EBS analyst Sascha Schmidt called them globalized supporters or fans without borders, because more and more soccer enthusiasts would rally behind club colors from other countries, too.

"In Europe alone, we estimate that some 41 million so-called fans without borders have their favorite club outside of their own country," Schmidt said, claiming that each of these global fans would spend an average of 860 euros on club merchandise per season.

European football is in high regard especially with supporters in Asia, where primarily English clubs such as Manchester United, Arsenal London and FC Liverpool have been making huge profits in the past two decades.

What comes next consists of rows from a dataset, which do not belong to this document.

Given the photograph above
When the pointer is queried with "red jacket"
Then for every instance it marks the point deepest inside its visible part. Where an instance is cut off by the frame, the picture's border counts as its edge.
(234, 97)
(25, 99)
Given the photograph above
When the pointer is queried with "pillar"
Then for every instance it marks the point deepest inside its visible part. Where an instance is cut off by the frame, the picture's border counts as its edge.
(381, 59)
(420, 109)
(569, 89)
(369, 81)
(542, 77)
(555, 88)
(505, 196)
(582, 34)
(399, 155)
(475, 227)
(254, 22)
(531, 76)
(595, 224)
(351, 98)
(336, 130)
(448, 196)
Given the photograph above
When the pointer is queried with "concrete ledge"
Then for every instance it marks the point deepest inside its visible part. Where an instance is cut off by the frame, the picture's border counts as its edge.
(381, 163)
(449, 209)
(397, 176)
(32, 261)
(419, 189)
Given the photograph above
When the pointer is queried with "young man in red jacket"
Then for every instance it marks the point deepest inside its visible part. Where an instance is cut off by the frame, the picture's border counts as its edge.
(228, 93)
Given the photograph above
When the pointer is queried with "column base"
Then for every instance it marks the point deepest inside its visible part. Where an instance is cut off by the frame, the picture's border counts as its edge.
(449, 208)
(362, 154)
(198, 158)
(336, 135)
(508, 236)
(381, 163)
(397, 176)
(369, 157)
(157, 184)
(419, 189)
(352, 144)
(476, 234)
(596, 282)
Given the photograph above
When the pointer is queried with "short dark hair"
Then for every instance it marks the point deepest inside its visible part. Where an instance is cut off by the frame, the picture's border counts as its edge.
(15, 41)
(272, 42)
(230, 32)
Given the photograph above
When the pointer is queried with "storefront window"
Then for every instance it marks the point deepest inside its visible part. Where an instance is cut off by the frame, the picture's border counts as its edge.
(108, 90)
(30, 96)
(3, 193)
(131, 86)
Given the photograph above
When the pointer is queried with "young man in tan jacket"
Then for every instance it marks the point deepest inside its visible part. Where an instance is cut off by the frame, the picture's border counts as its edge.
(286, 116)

Germany's main clubs were less well known, said Sascha Schmidt. But the upcoming CL Final would be a perfect springboard to bigger merchandising success in Asia, he added.

Competitive advantage

Moreover, Schmidt said German soccer teams would further benefit from UEFA's still comparatively new financial rules designed to stop clubs running up unserviceable debts. Financial Fairplay, as the new regulations are called, is supposed to prevent clubs from covering their budget shortfalls through cash injections by rich club owners. The gradual implementation of these rules, which have met heavy resistance, is meant to take another step forward next season.

Noting that most clubs in Europe would therefore need to consolidate their finances next season, HWWI's expert Henning Völpel said German clubs would then have a competitive edge over them. Hesaid that since German clubs had been subject to rigid budget controls and licensing procedures for many years, sound club finances would foster success on the pitch for German teams in the future.